About 300 years' worth of stories, in fact - thanks to the introduction of a new social studies book titled L'Acadie de l Île-du-Prince-Édouard: 300 ans d'histoire, written by Island authors Georges Arsenault and Linda Lowther.
"The book is setup in a timeline from the 1700s right up until 2020," says Paulette LeBlanc, a French Social Studies curriculum leader with the Department of Education and Early Learning.
LeBlanc, along with her colleague Carolyn MacKinnon, has been busy developing new curriculum to accompany the book.
"The goal is to give the teachers ideas and interesting activities they can do at different grade levels," LeBlanc says.
The curriculum will be delivered in modules, starting in Grade 6, and will build on the previous year's lessons - through to Grade 10.
"So, they will be covering most of the vignettes in the book over those four or five years," LeBlanc says.

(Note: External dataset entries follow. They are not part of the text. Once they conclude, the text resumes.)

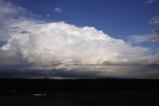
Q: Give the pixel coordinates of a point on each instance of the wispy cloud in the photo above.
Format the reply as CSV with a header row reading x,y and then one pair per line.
x,y
152,37
149,2
155,20
58,10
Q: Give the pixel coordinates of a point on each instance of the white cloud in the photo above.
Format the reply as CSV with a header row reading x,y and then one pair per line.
x,y
153,37
58,10
48,43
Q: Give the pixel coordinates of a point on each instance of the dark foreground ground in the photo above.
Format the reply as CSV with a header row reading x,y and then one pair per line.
x,y
104,92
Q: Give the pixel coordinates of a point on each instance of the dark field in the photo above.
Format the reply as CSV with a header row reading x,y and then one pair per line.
x,y
104,92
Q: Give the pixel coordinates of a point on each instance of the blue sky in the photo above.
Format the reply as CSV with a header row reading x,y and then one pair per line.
x,y
118,18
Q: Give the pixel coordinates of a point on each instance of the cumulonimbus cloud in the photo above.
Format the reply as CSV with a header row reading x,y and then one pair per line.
x,y
43,43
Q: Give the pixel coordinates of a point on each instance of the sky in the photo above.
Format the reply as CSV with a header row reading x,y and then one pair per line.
x,y
57,34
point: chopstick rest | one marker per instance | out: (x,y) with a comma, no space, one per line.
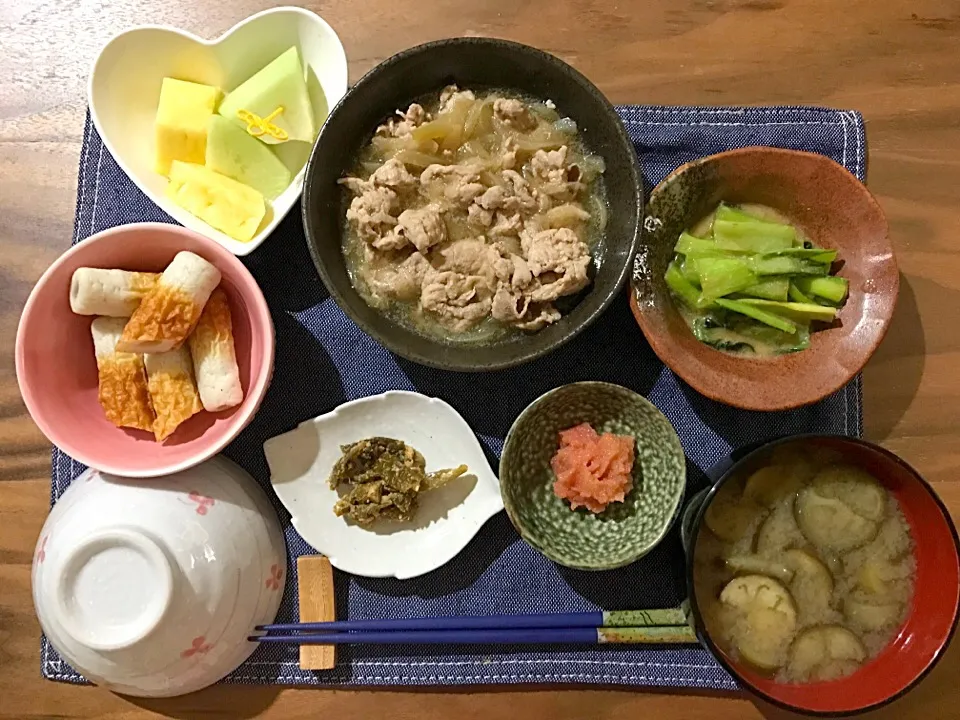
(317,604)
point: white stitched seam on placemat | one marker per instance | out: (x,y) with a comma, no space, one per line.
(729,111)
(83,178)
(532,677)
(96,188)
(730,124)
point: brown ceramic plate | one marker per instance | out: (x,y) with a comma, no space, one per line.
(834,209)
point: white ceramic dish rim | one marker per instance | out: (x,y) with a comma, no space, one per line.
(279,213)
(489,506)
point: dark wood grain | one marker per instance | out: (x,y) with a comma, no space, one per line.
(893,60)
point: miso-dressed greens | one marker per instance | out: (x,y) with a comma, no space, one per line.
(383,478)
(747,282)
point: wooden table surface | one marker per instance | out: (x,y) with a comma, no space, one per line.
(895,61)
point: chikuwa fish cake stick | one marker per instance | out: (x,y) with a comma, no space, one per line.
(123,391)
(112,293)
(172,390)
(214,355)
(170,311)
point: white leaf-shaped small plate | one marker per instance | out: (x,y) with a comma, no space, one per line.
(446,520)
(125,84)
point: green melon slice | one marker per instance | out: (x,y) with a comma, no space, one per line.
(233,152)
(281,83)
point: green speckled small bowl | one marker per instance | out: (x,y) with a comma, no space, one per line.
(579,539)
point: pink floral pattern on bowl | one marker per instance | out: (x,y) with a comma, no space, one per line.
(203,502)
(198,647)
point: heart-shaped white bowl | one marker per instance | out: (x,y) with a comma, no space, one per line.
(125,88)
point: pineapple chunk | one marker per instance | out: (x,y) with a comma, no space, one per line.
(231,207)
(183,115)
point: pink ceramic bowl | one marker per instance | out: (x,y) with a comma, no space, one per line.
(57,370)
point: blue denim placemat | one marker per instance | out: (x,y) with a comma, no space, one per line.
(323,359)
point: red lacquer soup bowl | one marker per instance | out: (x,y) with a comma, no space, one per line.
(931,617)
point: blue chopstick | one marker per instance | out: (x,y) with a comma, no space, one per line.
(513,636)
(468,622)
(610,619)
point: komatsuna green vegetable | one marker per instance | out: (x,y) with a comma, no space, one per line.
(752,284)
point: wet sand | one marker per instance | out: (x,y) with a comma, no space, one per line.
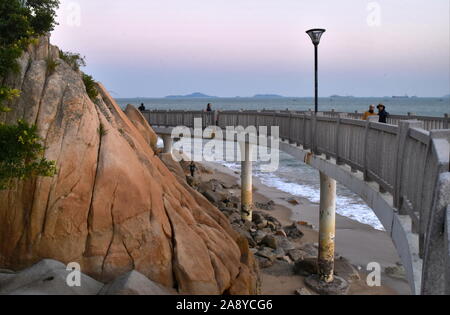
(361,244)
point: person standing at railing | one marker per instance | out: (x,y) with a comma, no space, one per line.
(383,114)
(370,112)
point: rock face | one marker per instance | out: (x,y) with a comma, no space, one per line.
(48,277)
(114,206)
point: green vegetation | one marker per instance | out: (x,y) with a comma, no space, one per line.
(21,154)
(51,66)
(73,60)
(91,90)
(21,22)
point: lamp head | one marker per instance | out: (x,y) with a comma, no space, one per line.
(315,35)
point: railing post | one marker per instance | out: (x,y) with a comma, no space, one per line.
(336,141)
(402,136)
(314,133)
(168,142)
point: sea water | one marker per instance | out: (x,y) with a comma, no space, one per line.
(293,176)
(395,106)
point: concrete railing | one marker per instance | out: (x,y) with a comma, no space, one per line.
(407,161)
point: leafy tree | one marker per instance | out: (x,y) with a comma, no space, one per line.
(73,60)
(89,83)
(21,154)
(21,22)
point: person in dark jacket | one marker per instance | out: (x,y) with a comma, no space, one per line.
(382,113)
(192,168)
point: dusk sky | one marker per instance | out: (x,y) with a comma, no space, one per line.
(244,47)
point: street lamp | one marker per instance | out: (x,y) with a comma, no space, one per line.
(315,35)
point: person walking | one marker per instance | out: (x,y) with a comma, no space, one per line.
(370,112)
(383,114)
(192,168)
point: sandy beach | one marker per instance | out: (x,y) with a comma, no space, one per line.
(359,243)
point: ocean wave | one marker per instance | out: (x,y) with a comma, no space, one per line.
(347,204)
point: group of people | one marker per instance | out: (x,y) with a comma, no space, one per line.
(383,115)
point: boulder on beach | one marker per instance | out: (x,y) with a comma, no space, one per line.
(113,206)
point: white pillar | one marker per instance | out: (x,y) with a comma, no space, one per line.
(247,181)
(168,142)
(327,232)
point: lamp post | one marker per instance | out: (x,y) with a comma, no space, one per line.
(315,35)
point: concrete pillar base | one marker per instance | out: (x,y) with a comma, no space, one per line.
(327,229)
(168,144)
(247,182)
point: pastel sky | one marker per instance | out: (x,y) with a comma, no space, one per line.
(244,47)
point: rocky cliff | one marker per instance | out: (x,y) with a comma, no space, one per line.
(113,205)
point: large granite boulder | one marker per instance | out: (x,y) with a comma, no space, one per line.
(113,206)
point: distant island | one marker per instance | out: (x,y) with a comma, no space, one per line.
(268,96)
(340,96)
(193,95)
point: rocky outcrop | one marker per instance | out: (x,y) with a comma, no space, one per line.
(113,206)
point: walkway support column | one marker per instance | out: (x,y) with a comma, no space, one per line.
(246,181)
(327,232)
(168,143)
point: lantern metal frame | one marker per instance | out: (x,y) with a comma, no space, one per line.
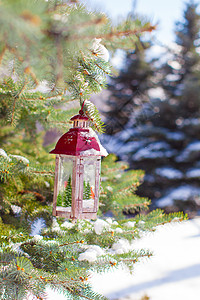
(81,146)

The book is a chronological series of short stories, or vignettes, that highlights Acadian culture and important key figures in the Island's Acadian history. It's presented in a way that's more "student friendly" than the Acadian history resource teachers used previously, says LeBlanc - a book written in 1980 that was primarily for adult readers.
"It had quite a bit of information, but it wasn't really written for children. It wasn't written in a language for students," she says.
"This is the first book with pictures, illustrations, and short stories that's written in a way that children can understand."